Chen and colleagues [10] hospitalized 50 consecutive newly diagnosed type 2 diabetic patients whose FPG glucose concentrations were >300 mg/dl or random glucose concentrations were >400 mg/dl and treated them intensively with insulin for 10 to 14 days. At discharge, 30 of the 50 subjects were randomly assigned to continue insulin treatment (more than half because of the concern that some patients would refuse longer term insulin therapy) and 20 randomly assigned to treatment with oral anti-diabetes drugs (OAD), metformin in obese patients and gliclazide-MR in lean ones. At six months, the insulin-treated group was also switched to OAD. Upon initial hospitalization, glycemic status was similar in the patients subsequently maintained on insulin for six months and in those switched to oral medications at discharge as follows: peak FPG concentrations, 345 vs. 329 mg/dl, respectively; peak random glucose concentrations, 527 vs. 483 mg/dl, respectively; and Hb A1c levels, 11.9 vs 11.3%, respectively. FPG and Hb A1c levels were significantly lower in the patients treated with insulin during the first six months after discharge and remained so during the subsequent six months after they were switched to OAD. However, during the first six months, the mean dose of glicazide-MR was only 54.5 mg per day, less than half of the maximal dose of 120 mg per day. No information was given concerning the doses during the subsequent six months for either group.

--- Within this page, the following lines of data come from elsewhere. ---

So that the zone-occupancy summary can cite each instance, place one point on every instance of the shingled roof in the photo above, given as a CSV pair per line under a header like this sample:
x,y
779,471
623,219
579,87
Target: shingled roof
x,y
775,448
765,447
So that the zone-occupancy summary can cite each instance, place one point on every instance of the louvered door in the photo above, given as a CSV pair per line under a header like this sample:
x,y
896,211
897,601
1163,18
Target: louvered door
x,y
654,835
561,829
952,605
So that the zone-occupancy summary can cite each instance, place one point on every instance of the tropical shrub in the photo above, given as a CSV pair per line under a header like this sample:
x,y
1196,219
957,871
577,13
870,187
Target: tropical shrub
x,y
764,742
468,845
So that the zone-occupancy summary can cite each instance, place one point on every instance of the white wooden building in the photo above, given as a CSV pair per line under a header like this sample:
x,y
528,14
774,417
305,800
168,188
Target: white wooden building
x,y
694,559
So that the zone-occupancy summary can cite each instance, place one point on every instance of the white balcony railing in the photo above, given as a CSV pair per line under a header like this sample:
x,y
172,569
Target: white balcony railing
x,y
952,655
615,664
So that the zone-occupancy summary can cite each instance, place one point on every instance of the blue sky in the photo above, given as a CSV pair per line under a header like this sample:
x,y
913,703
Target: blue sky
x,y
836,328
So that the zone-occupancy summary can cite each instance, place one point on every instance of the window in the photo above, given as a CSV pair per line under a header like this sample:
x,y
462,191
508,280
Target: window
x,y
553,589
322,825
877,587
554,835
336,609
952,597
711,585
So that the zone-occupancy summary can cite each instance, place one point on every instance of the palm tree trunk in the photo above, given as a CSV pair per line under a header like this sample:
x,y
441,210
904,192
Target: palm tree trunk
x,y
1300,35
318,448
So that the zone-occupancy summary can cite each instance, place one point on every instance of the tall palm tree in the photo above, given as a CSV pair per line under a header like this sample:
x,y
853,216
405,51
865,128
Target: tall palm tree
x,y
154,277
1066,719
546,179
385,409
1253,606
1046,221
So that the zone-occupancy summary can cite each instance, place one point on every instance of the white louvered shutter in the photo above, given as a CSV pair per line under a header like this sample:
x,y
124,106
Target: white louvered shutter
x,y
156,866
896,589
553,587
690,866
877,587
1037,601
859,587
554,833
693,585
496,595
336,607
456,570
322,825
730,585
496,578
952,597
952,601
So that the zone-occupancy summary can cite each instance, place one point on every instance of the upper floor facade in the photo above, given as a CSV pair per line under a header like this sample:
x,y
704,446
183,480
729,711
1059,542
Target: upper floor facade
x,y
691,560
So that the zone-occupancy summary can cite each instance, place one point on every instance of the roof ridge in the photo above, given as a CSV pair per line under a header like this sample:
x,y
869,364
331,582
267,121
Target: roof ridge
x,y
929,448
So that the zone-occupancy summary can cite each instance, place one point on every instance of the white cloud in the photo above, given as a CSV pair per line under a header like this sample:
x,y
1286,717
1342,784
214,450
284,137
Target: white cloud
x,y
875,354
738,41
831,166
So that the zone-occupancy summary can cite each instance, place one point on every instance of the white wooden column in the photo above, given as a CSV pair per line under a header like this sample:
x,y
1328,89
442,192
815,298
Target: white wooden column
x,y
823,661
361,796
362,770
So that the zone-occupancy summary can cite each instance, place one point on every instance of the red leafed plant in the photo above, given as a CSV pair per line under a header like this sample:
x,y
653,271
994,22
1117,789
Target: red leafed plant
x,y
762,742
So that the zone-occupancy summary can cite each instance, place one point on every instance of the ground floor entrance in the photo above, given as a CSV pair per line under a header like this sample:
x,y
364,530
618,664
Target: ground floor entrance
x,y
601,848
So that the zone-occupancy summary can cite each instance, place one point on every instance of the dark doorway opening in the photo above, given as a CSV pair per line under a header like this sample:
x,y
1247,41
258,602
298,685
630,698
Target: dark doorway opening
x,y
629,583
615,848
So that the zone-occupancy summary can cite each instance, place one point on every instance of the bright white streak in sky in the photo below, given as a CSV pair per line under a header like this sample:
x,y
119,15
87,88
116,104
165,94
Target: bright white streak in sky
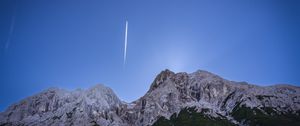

Two studies compared initial treatment with insulin to an SU with or without metformin on subsequent maintenance of near euglycemia without medications. Weng and colleagues [11], in a multi-center study, randomized newly diagnosed patients to be initially treated with CSII, of whom 124 completed the study, or multiple daily injections (MDI) of insulin, of whom 113 completed the study, or oral medications (gliclazide and/or metformin), of whom 94 completed the study. Doses were adjusted daily in the insulin groups and every three days in the SU/metformin group. Glycemic status at randomization was comparable in the CSII, MDI and oral medication groups as follows: Hb A1c levels (%), 9.8, 9.7 and 9.5, respectively; FPG concentrations (mg/dl), 203, 207 and 194, respectively; and 2-hour postprandial glucose concentrations (mg/dl), 290, 315 and 299, respectively. Successful initial therapy was defined as FPG or 2-hour postprandial glucose concentrations of <110 mg/dl and <144 mg/dl, respectively, which needed to be achieved within two weeks. After the initial therapy, glycemic control was again comparable among the three groups as follows: FPG concentrations (mg/dl), 119, 122 and 117, respectively; 2-hour glucose concentrations (mg/dl), 135, 146 and 148, respectively. Therapy was continued for two more weeks at which time all treatment was stopped and the patients kept on diet and exercise alone. Relapse was defined as a FPG or a 2-hour postprandial glucose concentration of >126 mg/dl and >180 mg/dl, respectively, which had to be confirmed one week later. Remissions in the three groups at six months (estimated from a graph) were 56%, 48% and 32%, respectively. At one year, the remissions (stated in the text) were 51%, 45%, and 27%, respectively. Those who relapsed were shifted to standard therapy. However, Hb A1c levels at one year were no different among patients originally randomized to the three groups as follows: 6.4%, 6.6% and 6.7%, respectively [12].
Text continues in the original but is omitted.